Is it possible, even imperative, today to think about these apparently aberrant but proliferating forms, formulations, slippages and deceptions not in terms of departures from or falling short of the norm-as exploitation, say, or corruption, alienation or profanation; as malformed or misshaped; as misstated or missing their mark or as out of time or of a time gone or before its time, or out of touch even with reality? But as evidence, insight into-more than symptoms but perhaps that too--how the norms and paradigms, the ordinary and everyday, are in the process of morphing from one set of singularities and what they are morphing to, towards? Here the slippages may reveal between the gaps and creases something otherwise unseen about the directions or workings or effects--the processes--of social arrangement and their implications, their angles. Not just the extraordinary and unusual in the everyday but its other ordinariness, its unseen, unregistered, and taken-for-granted usualness shaping ordinary life.

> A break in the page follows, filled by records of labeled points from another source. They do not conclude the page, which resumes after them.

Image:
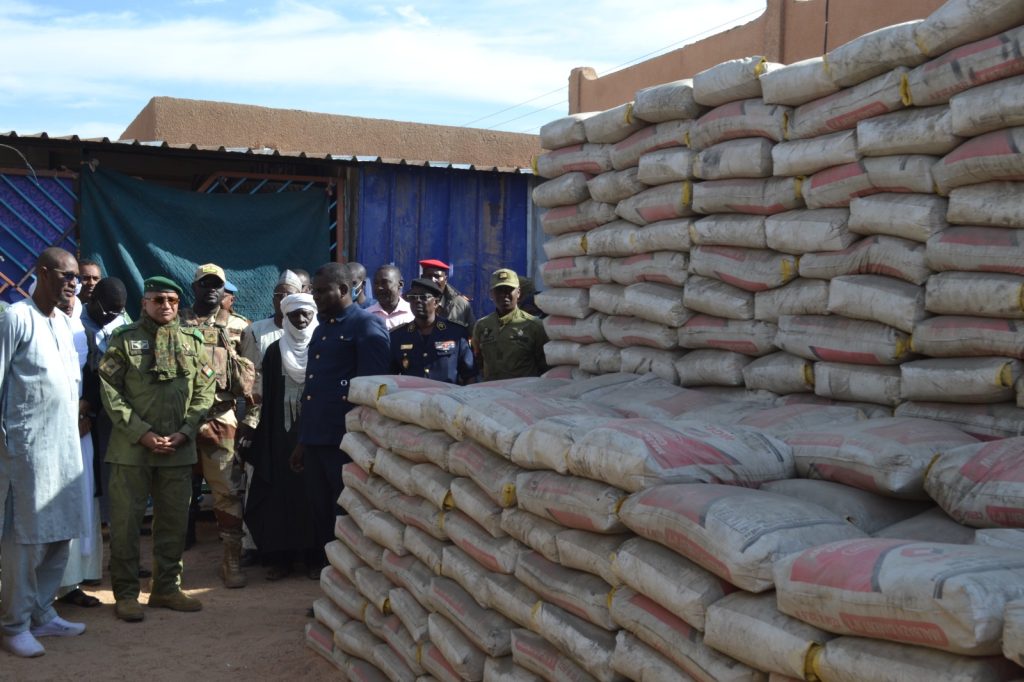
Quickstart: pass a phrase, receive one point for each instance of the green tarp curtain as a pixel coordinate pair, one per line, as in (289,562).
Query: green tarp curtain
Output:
(135,229)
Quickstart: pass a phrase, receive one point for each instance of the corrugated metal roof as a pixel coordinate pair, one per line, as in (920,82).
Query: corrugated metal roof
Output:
(263,151)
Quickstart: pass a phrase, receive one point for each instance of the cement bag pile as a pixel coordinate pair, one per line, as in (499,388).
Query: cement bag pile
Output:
(849,226)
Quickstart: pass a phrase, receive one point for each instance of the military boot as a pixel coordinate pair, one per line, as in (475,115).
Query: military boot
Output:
(230,568)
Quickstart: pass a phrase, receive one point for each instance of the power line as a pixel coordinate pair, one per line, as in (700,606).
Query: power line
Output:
(610,71)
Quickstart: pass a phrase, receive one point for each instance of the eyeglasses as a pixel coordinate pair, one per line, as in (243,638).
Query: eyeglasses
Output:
(67,275)
(162,300)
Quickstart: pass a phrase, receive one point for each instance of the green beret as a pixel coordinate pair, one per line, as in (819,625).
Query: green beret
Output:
(161,284)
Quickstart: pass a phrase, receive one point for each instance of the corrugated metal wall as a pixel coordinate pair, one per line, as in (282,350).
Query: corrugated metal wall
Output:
(477,221)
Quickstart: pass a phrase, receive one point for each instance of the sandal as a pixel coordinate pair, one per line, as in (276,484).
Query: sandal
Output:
(78,598)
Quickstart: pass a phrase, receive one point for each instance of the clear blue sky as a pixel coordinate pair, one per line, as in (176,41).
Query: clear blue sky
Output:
(88,68)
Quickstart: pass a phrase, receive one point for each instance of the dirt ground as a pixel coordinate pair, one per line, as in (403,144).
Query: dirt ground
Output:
(254,633)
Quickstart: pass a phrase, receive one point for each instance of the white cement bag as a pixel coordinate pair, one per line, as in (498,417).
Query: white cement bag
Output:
(987,108)
(994,156)
(961,379)
(600,358)
(957,336)
(565,246)
(664,266)
(624,332)
(797,83)
(884,456)
(613,239)
(570,501)
(660,136)
(903,173)
(613,186)
(980,294)
(747,118)
(804,157)
(588,644)
(878,298)
(847,108)
(948,597)
(846,381)
(676,640)
(873,53)
(667,578)
(665,236)
(577,217)
(640,359)
(779,373)
(782,642)
(717,298)
(730,229)
(590,552)
(750,269)
(805,230)
(977,250)
(712,368)
(587,330)
(867,511)
(960,22)
(662,203)
(591,159)
(751,337)
(735,533)
(537,654)
(568,188)
(976,64)
(582,271)
(933,525)
(667,101)
(639,662)
(914,217)
(633,455)
(991,204)
(611,125)
(656,302)
(881,254)
(664,166)
(928,130)
(564,131)
(856,658)
(836,339)
(564,301)
(735,79)
(749,157)
(582,594)
(800,297)
(980,485)
(757,196)
(982,421)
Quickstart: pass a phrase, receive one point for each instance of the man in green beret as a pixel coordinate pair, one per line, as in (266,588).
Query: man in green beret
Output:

Might it be that some sites-those less conventionally bounded in the ways the examples cited suggest--make it possible more readily to recognize that there is no (longer a) future, as once we knew or had come to expect it [S 24]? That just might be the impact-the effect and affect-of living in a critical condition. The proliferating-endless? eternal?-repetitions dis-appoint not only in dashing the prediction of the yet to come but also in the sense of spawning the refusals of the deadening drudgery, invigorating spaces however fleeting not reducible to the assimilative. [S 25]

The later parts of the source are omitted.